AFFAIRE DES 49 SOLDATS : Le duo ADO & Assimi, la clé de voûte de cet incident diplomatique

Tout comme lors de sa visite officielle à Pretoria et son adresse à la nation à la faveur de la fête de l’indépendance de la Côte d’Ivoire, le président ivoirien Alassane Dramane Ouattara (ADO) s’est prononcé sur l’Affaire des 49 mercenaires en indiquant : «Je déplore l’arrestation illégale des 49 soldats ivoiriens au Mali. En réalité, ils étaient 50 soldats, il y a un qui n’était pas en bonne santé. Il s’agit de la 8èmerotation des soldats ivoiriens dans un cadre des Nations unies pour la surveillance du camp allemand », avant d’ajouter : «la Côte d’Ivoire ne peut pas du tout s’investir dans une tentative de déstabilisation d’un pays quelconque, et surtout d’un pays voisin».Avant de tenir de tels propos, ADO ne savait-il pas en amont que les textes de l’ONU ne prévoient pas qu’un pays contributeur de troupes de l’ONU ne peut pas envoyer ses NSE (éléments nationaux de soutien) pour sécuriser le contingent d’un autre pays contributeur ?
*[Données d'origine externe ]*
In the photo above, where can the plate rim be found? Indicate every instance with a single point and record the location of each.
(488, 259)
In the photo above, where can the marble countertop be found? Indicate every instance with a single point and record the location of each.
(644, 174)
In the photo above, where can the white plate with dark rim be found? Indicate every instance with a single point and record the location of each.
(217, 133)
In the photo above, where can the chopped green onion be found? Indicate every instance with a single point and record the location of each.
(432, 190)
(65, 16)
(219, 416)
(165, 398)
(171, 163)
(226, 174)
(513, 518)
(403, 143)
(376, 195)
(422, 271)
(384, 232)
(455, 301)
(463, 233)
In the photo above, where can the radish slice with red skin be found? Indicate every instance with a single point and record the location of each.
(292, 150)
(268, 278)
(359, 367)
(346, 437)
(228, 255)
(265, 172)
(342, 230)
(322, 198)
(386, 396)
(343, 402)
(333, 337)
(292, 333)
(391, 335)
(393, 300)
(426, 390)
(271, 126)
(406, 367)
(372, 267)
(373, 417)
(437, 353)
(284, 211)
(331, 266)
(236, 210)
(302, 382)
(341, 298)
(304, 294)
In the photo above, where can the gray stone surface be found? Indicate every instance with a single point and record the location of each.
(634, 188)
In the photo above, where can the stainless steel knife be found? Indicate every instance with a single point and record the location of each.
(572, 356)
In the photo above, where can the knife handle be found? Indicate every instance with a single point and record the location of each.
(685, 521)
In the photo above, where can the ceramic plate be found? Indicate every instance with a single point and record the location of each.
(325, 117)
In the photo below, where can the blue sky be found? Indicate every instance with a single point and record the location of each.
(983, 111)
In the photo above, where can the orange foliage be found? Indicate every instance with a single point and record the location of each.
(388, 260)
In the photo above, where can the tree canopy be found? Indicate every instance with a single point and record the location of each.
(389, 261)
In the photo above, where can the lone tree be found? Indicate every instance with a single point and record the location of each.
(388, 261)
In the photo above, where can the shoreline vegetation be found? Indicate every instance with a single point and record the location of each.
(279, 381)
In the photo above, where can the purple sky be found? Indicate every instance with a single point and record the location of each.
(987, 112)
Les NSE ne sont déployés qu’en appoint au contingent de leur pays d’origine, pour exécuter des tâches administratives et logistiques, exclusivement, selon le ministre Abdoulaye Diop.Or, les 49 soldats ivoiriens sont arrivés au Mali avec des armes et munitions de guerre. Soit l’ONU nous ment, soit ADO n’a pas cerné tous les contours des opérations de maintien de paix de l’organisation. Soit tous les deux se foutent de nous, car les soldats arrêtés avaient des badges (faux ou bons) de la Minusma.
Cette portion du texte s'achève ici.